Economic Lesson: According to economic theory, cartels arrangements that artificially restrict output and raise prices (e.g. OPEC and the DeBeers diamond company) are inherently unstable and contain the seeds of their own disintegration because: a) the artificially high prices and positive profits earned by cartel members will induce new competitors to enter the industry (US maple syrup producers, not part of the Canadian cartel, increased output 23% this year and highlight the ongoing increases in US production that have taken 10% of the market away from Canadian producers) and/or develop products that are close substitutes, b) cartel members will attempt to earn more of the total profit for themselves by cheating on their agreement with other members to restrict output, c) individual members can gain by lowering their price to a level that is below the cartel-determined price and d) individual cartel members are often unable to effectively police the price and output policies of other members. Economic theory would suggest that “cartels aren’t forever” and the cracking of Canada’s maple syrup cartel is a good example.

4. News Story IV: “Making This Chicken Sandwich from Scratch Took Six Months and $1,500” from
Forget farm-to-table — a Minnesota-based YouTuber has pushed the concept of cooking from scratch to whole new heights. While most of us would normally run to the supermarket for ingredients, Andy George, the founder of a new video series called “How to Make Everything,” took the task of making a chicken sandwich to its literal extreme.
It ultimately took him six months and $1,500 to make the final product using a thorough 16-step process that required him to grow a garden (step 1), harvest wheat (step 10) and even, yes, slaughter a chicken (step 14), see video below.

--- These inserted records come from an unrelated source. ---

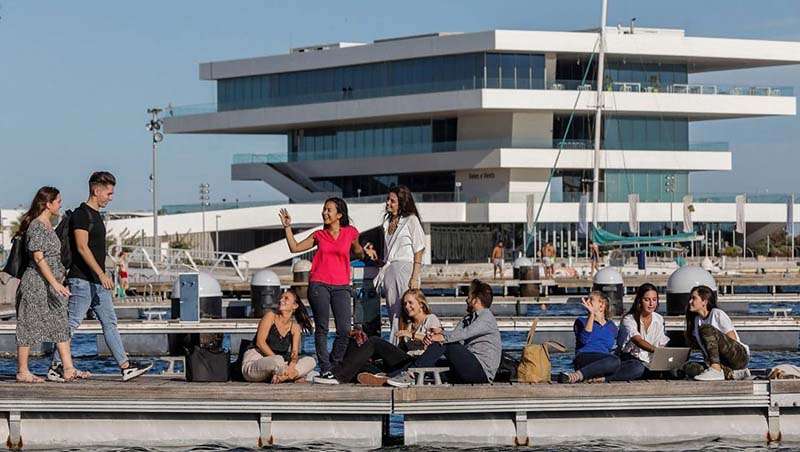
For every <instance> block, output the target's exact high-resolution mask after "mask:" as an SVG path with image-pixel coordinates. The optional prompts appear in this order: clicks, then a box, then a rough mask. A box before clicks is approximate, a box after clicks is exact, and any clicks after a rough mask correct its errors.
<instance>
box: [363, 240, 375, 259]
mask: <svg viewBox="0 0 800 452" xmlns="http://www.w3.org/2000/svg"><path fill="white" fill-rule="evenodd" d="M364 252H365V253H367V256H369V258H370V259H372V260H373V261H377V260H378V252H377V251H375V245H373V244H372V243H370V242H367V243H366V244H365V245H364Z"/></svg>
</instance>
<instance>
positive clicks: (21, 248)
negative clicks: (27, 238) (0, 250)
mask: <svg viewBox="0 0 800 452" xmlns="http://www.w3.org/2000/svg"><path fill="white" fill-rule="evenodd" d="M25 248H26V247H25V236H24V235H18V236H16V237H14V238H13V239H12V240H11V251H10V252H9V253H8V259H7V260H6V265H5V267H3V272H5V273H8V274H9V275H11V276H13V277H14V278H17V279H22V275H23V273H25V269H26V268H28V253H27V250H26V249H25Z"/></svg>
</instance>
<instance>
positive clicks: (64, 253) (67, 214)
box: [56, 207, 94, 271]
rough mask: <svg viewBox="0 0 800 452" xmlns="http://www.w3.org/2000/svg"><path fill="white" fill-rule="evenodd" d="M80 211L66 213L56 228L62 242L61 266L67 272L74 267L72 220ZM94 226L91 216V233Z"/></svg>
mask: <svg viewBox="0 0 800 452" xmlns="http://www.w3.org/2000/svg"><path fill="white" fill-rule="evenodd" d="M78 209H80V207H78ZM78 209H75V210H67V211H66V212H64V216H62V217H61V221H60V222H59V223H58V226H56V235H57V236H58V240H59V241H60V242H61V264H63V265H64V268H66V269H67V271H69V269H70V267H72V228H71V227H70V221H71V220H72V215H73V214H74V213H75V211H77V210H78ZM92 226H94V223H92V216H91V215H89V232H91V231H92Z"/></svg>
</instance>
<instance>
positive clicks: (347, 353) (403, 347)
mask: <svg viewBox="0 0 800 452" xmlns="http://www.w3.org/2000/svg"><path fill="white" fill-rule="evenodd" d="M402 300H403V310H402V311H401V312H400V322H399V327H398V331H397V337H398V338H399V339H400V343H399V346H394V345H392V344H391V343H390V342H389V341H386V340H383V339H381V338H380V337H377V336H373V337H369V338H367V337H366V336H364V335H363V334H364V333H363V332H360V331H359V332H357V333H354V334H355V336H354V337H353V338H352V339H351V340H350V343H349V344H348V346H347V352H346V353H345V355H344V358H342V362H341V364H339V366H337V367H336V368H334V369H333V378H325V377H321V376H320V377H315V378H314V383H322V384H339V383H350V382H352V381H353V380H355V379H356V376H357V377H358V380H357V381H358V382H359V383H361V384H369V385H378V386H380V385H383V384H384V383H386V380H388V379H389V378H388V377H386V376H385V375H380V374H371V373H368V372H361V373H359V371H360V370H361V369H363V368H364V367H365V365H366V364H367V363H368V362H369V361H370V360H375V359H381V360H382V361H383V367H384V370H385V371H387V372H390V371H393V370H397V369H400V368H401V367H403V366H404V365H405V364H407V363H408V362H410V361H411V360H413V359H414V357H415V356H416V355H419V354H421V353H422V352H423V351H424V350H425V346H424V345H423V343H422V339H424V338H425V333H427V332H428V330H430V329H431V328H441V327H442V324H441V322H439V319H438V318H437V317H436V315H435V314H432V313H431V309H430V307H428V301H427V300H426V299H425V295H424V294H423V293H422V291H421V290H419V289H408V290H407V291H405V293H404V294H403V298H402Z"/></svg>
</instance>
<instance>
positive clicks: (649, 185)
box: [603, 170, 689, 202]
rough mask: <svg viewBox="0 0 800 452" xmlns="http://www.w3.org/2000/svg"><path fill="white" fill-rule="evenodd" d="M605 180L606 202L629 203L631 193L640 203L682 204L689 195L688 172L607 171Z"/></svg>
mask: <svg viewBox="0 0 800 452" xmlns="http://www.w3.org/2000/svg"><path fill="white" fill-rule="evenodd" d="M603 180H604V182H605V183H604V192H605V200H606V202H628V194H629V193H638V194H639V202H673V201H674V202H681V200H682V199H683V196H684V195H686V194H688V193H689V173H688V172H687V171H630V170H628V171H619V170H607V171H605V175H604V177H603Z"/></svg>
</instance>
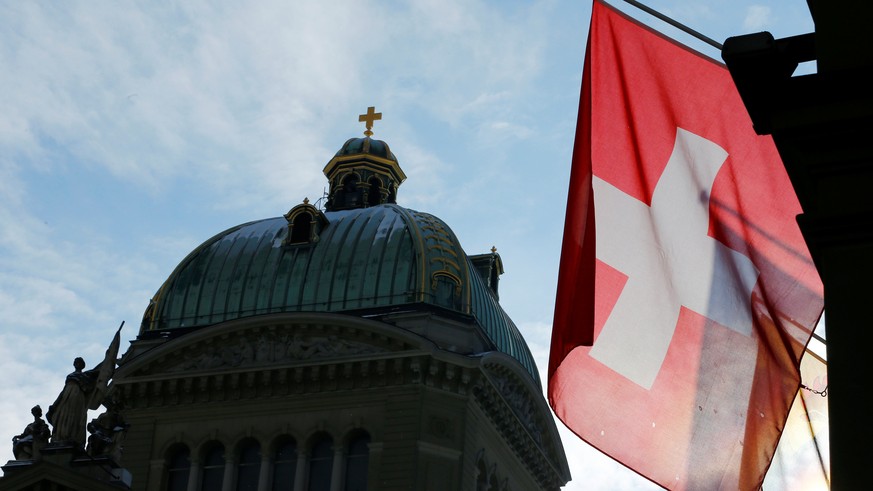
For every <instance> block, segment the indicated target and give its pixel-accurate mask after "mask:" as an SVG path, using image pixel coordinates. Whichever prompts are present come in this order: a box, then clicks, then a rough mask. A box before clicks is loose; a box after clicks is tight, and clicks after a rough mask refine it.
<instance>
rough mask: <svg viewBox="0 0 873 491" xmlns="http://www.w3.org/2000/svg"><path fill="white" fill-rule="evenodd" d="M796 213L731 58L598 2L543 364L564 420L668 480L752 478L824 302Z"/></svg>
mask: <svg viewBox="0 0 873 491" xmlns="http://www.w3.org/2000/svg"><path fill="white" fill-rule="evenodd" d="M592 197H593V198H592ZM800 212H801V210H800V205H799V204H798V201H797V198H796V196H795V194H794V190H793V188H792V187H791V183H790V182H789V180H788V176H787V174H786V172H785V169H784V167H783V165H782V162H781V160H780V158H779V155H778V153H777V151H776V147H775V146H774V144H773V141H772V139H770V138H769V137H761V136H758V135H756V134H755V132H754V130H753V129H752V123H751V121H750V119H749V116H748V114H747V112H746V109H745V107H744V106H743V103H742V101H741V100H740V97H739V94H738V93H737V91H736V88H735V87H734V84H733V81H732V80H731V77H730V75H729V73H728V71H727V70H726V69H725V68H724V66H722V65H721V64H719V63H716V62H715V61H713V60H711V59H709V58H706V57H704V56H703V55H701V54H699V53H696V52H693V51H691V50H689V49H688V48H685V47H684V46H681V45H679V44H677V43H675V42H674V41H672V40H669V39H668V38H666V37H663V36H662V35H660V34H658V33H657V32H654V31H652V30H650V29H648V28H647V27H645V26H642V25H640V24H638V23H637V22H636V21H634V20H632V19H630V18H628V17H626V16H624V15H623V14H621V13H620V12H618V11H615V10H613V9H612V8H611V7H609V6H607V5H605V4H603V3H601V2H599V1H595V2H594V6H593V13H592V20H591V30H590V33H589V41H588V49H587V53H586V59H585V72H584V75H583V84H582V96H581V100H580V110H579V123H578V127H577V135H576V148H575V149H574V155H573V169H572V175H571V182H570V194H569V197H568V208H567V218H566V223H565V231H564V234H565V235H564V244H563V250H562V256H561V271H560V276H559V281H558V296H557V302H556V308H555V321H554V327H553V334H552V351H551V356H550V362H549V401H550V403H551V405H552V407H553V408H554V410H555V413H556V414H557V415H558V417H559V418H560V419H561V420H562V421H563V422H564V423H565V424H566V425H567V426H568V427H569V428H570V429H571V430H573V431H574V432H575V433H576V434H577V435H579V436H580V437H581V438H583V439H584V440H585V441H587V442H588V443H590V444H592V445H593V446H595V447H597V448H598V449H600V450H601V451H603V452H604V453H606V454H608V455H610V456H611V457H613V458H615V459H616V460H618V461H619V462H621V463H623V464H624V465H626V466H628V467H629V468H631V469H633V470H635V471H636V472H638V473H640V474H641V475H643V476H645V477H647V478H649V479H650V480H652V481H654V482H655V483H657V484H660V485H662V486H664V487H667V488H670V489H758V488H759V487H760V485H761V482H762V480H763V478H764V475H765V473H766V471H767V468H768V467H769V465H770V461H771V459H772V456H773V453H774V451H775V447H776V444H777V442H778V440H779V436H780V432H781V430H782V428H783V425H784V424H785V420H786V418H787V415H788V410H789V408H790V406H791V402H792V400H793V398H794V395H795V393H796V392H797V389H798V386H799V381H800V376H799V368H798V367H799V360H800V357H801V354H802V353H803V351H804V347H805V346H806V344H807V342H808V341H809V338H810V336H811V334H812V331H813V329H814V327H815V325H816V323H817V321H818V319H819V317H820V315H821V311H822V308H823V300H822V286H821V281H820V280H819V277H818V274H817V272H816V270H815V267H814V265H813V263H812V260H811V259H810V256H809V252H808V250H807V248H806V245H805V243H804V241H803V238H802V236H801V234H800V231H799V229H798V227H797V224H796V221H795V216H796V215H797V214H799V213H800Z"/></svg>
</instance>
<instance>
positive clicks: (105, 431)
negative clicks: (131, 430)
mask: <svg viewBox="0 0 873 491" xmlns="http://www.w3.org/2000/svg"><path fill="white" fill-rule="evenodd" d="M106 404H108V403H104V405H106ZM107 407H108V409H107V410H106V411H104V412H103V413H102V414H101V415H100V416H97V417H96V418H95V419H92V420H91V422H90V423H88V432H89V433H91V436H89V437H88V450H87V451H88V455H90V456H92V457H98V456H101V455H105V456H108V457H109V458H111V459H112V460H113V461H115V462H120V461H121V442H122V441H123V440H124V435H125V433H126V432H127V429H128V428H129V427H130V424H129V423H127V422H126V421H125V420H124V417H123V416H122V415H121V413H120V412H119V411H118V409H119V405H118V404H111V405H107Z"/></svg>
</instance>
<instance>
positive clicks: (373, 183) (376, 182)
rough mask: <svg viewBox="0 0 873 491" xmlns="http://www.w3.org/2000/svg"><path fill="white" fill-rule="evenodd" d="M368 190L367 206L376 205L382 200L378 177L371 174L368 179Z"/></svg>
mask: <svg viewBox="0 0 873 491" xmlns="http://www.w3.org/2000/svg"><path fill="white" fill-rule="evenodd" d="M369 184H370V190H369V191H368V194H367V206H376V205H378V204H379V203H381V202H382V191H381V189H382V181H380V180H379V178H378V177H376V176H373V177H371V178H370V181H369Z"/></svg>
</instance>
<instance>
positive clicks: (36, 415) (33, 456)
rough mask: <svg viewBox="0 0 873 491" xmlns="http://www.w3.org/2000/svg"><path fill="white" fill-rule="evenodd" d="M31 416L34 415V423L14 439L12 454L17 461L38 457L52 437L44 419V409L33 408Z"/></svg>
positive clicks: (12, 449) (49, 430)
mask: <svg viewBox="0 0 873 491" xmlns="http://www.w3.org/2000/svg"><path fill="white" fill-rule="evenodd" d="M30 414H32V415H33V423H30V424H28V425H27V426H26V427H25V428H24V431H23V432H22V433H21V434H20V435H18V436H14V437H12V454H13V455H14V456H15V459H16V460H25V459H33V458H36V457H38V456H39V451H40V450H42V449H43V447H45V445H46V443H48V439H49V436H51V430H49V427H48V425H47V424H46V423H45V421H43V419H42V408H41V407H39V406H33V409H31V410H30Z"/></svg>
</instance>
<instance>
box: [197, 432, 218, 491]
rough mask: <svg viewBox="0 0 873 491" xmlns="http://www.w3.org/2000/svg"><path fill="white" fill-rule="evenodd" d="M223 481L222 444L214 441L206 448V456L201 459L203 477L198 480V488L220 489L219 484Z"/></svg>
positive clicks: (213, 489)
mask: <svg viewBox="0 0 873 491" xmlns="http://www.w3.org/2000/svg"><path fill="white" fill-rule="evenodd" d="M222 482H224V445H222V444H220V443H214V444H213V445H211V446H210V447H208V449H207V450H206V457H205V458H204V459H203V479H202V481H201V482H200V489H202V490H203V491H210V490H215V489H221V484H222Z"/></svg>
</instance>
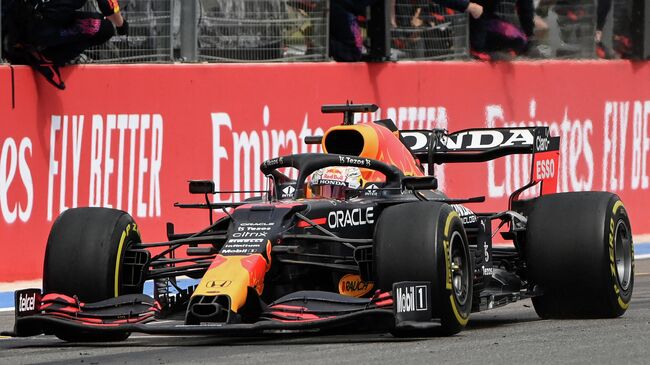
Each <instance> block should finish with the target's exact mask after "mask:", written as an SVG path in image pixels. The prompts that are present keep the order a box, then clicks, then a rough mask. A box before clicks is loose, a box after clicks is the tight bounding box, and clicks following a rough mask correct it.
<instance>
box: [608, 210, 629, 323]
mask: <svg viewBox="0 0 650 365" xmlns="http://www.w3.org/2000/svg"><path fill="white" fill-rule="evenodd" d="M621 208H623V202H621V201H620V200H617V201H616V202H615V203H614V206H613V207H612V217H611V218H610V223H609V227H610V230H609V242H608V244H609V264H610V268H611V270H610V271H611V274H612V278H613V279H614V285H613V288H614V295H616V298H617V302H618V306H619V307H620V308H621V309H623V310H626V309H627V308H628V307H629V306H630V303H629V302H628V303H625V302H624V301H623V298H622V297H621V292H620V289H619V288H618V277H617V274H616V258H615V257H614V239H615V235H616V232H614V229H615V227H616V223H614V216H615V215H616V213H617V212H618V210H619V209H621ZM632 247H633V248H632V268H634V245H632Z"/></svg>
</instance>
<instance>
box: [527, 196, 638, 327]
mask: <svg viewBox="0 0 650 365" xmlns="http://www.w3.org/2000/svg"><path fill="white" fill-rule="evenodd" d="M525 254H526V258H527V262H528V271H529V279H530V280H531V282H532V283H534V284H537V285H539V286H540V288H541V289H542V291H543V295H541V296H538V297H534V298H532V301H533V305H534V307H535V311H536V312H537V314H538V315H539V316H540V317H541V318H611V317H618V316H620V315H622V314H623V313H625V311H626V310H627V308H628V306H629V303H630V300H631V298H632V290H633V288H634V247H633V242H632V230H631V228H630V221H629V219H628V216H627V211H626V210H625V207H624V206H623V203H622V202H621V200H620V199H619V197H618V196H616V195H615V194H611V193H606V192H578V193H563V194H553V195H548V196H542V197H540V198H538V199H536V200H535V202H534V203H533V204H532V208H531V211H530V213H529V216H528V229H527V232H526V247H525Z"/></svg>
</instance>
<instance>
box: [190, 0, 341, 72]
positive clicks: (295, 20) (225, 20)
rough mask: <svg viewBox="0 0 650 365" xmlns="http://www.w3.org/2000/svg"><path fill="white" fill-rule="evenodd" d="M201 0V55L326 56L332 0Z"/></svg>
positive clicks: (266, 58) (237, 58)
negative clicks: (329, 14)
mask: <svg viewBox="0 0 650 365" xmlns="http://www.w3.org/2000/svg"><path fill="white" fill-rule="evenodd" d="M200 3H201V9H200V19H199V31H198V48H199V51H198V52H199V59H200V60H203V61H212V62H256V61H257V62H259V61H264V62H269V61H319V60H325V59H327V53H328V52H327V49H328V47H327V42H328V25H329V24H328V19H329V18H328V14H329V1H327V0H201V2H200Z"/></svg>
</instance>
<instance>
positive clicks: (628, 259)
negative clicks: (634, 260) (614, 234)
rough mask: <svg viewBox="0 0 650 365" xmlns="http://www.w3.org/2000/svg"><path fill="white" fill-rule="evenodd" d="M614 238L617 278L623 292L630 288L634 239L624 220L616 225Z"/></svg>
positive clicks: (616, 272)
mask: <svg viewBox="0 0 650 365" xmlns="http://www.w3.org/2000/svg"><path fill="white" fill-rule="evenodd" d="M615 232H616V236H615V238H614V255H615V256H614V258H615V260H616V278H617V279H618V285H619V286H620V287H621V289H623V290H627V289H628V288H629V287H630V281H631V278H632V260H633V258H632V237H631V236H630V230H629V229H628V227H627V224H625V222H624V221H623V220H622V219H619V220H618V222H617V223H616V231H615Z"/></svg>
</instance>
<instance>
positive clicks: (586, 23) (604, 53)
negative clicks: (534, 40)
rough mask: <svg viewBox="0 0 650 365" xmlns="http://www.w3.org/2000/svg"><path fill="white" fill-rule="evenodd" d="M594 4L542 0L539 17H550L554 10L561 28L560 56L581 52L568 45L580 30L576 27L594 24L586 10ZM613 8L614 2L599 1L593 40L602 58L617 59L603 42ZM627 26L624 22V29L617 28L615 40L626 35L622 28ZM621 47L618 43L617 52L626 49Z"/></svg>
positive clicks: (620, 51) (628, 24)
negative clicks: (609, 19) (590, 6)
mask: <svg viewBox="0 0 650 365" xmlns="http://www.w3.org/2000/svg"><path fill="white" fill-rule="evenodd" d="M592 4H593V1H592V0H540V3H539V6H538V7H537V10H536V11H537V14H538V15H540V16H542V17H548V12H549V9H550V8H553V11H554V12H555V13H556V14H557V23H558V26H559V27H560V38H561V40H562V42H563V44H562V45H561V47H560V49H558V56H565V55H571V54H572V53H577V52H578V51H579V50H576V49H572V48H571V46H570V45H569V44H567V43H568V42H569V38H570V36H571V35H572V34H571V33H572V32H577V31H579V29H580V28H577V30H576V29H574V28H576V27H575V25H580V24H585V25H587V26H590V25H591V24H592V23H591V22H592V21H593V20H592V18H591V17H590V16H589V12H588V11H587V10H586V8H587V7H588V6H591V5H592ZM611 8H612V0H598V1H597V7H596V31H595V34H593V38H594V41H595V42H596V54H597V55H598V57H600V58H615V55H614V53H613V52H612V50H611V49H609V48H607V47H605V46H604V44H603V42H602V35H603V28H604V27H605V22H606V20H607V15H608V14H609V12H610V10H611ZM627 25H629V23H627V24H626V22H623V24H622V27H621V26H619V27H615V28H618V29H615V30H614V34H615V38H616V37H619V36H620V34H622V33H625V32H624V31H622V30H621V28H624V27H625V26H627ZM577 36H581V34H577ZM589 36H591V35H589ZM623 37H624V36H623ZM619 46H620V43H618V44H617V45H616V46H615V48H617V50H619V49H622V48H624V47H622V48H619ZM619 52H620V53H623V52H624V51H621V50H619Z"/></svg>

Economic Lesson: Trade is beneficial, creates value for consumers, and makes us better off thanks to the economic principles of division of labor, specialization, comparative advantage and mass production. And in the same way that trade between two individuals (buyer and seller) is good, trade between two cities is good, trade between two states is good, and trade between two countries is good. In contrast, restrictions on trade always make us worse off, despite the political rhetoric we hear from Donald Trump suggesting that America could be better off by imposing tariffs on Americans buying imports and reducing trade with other countries."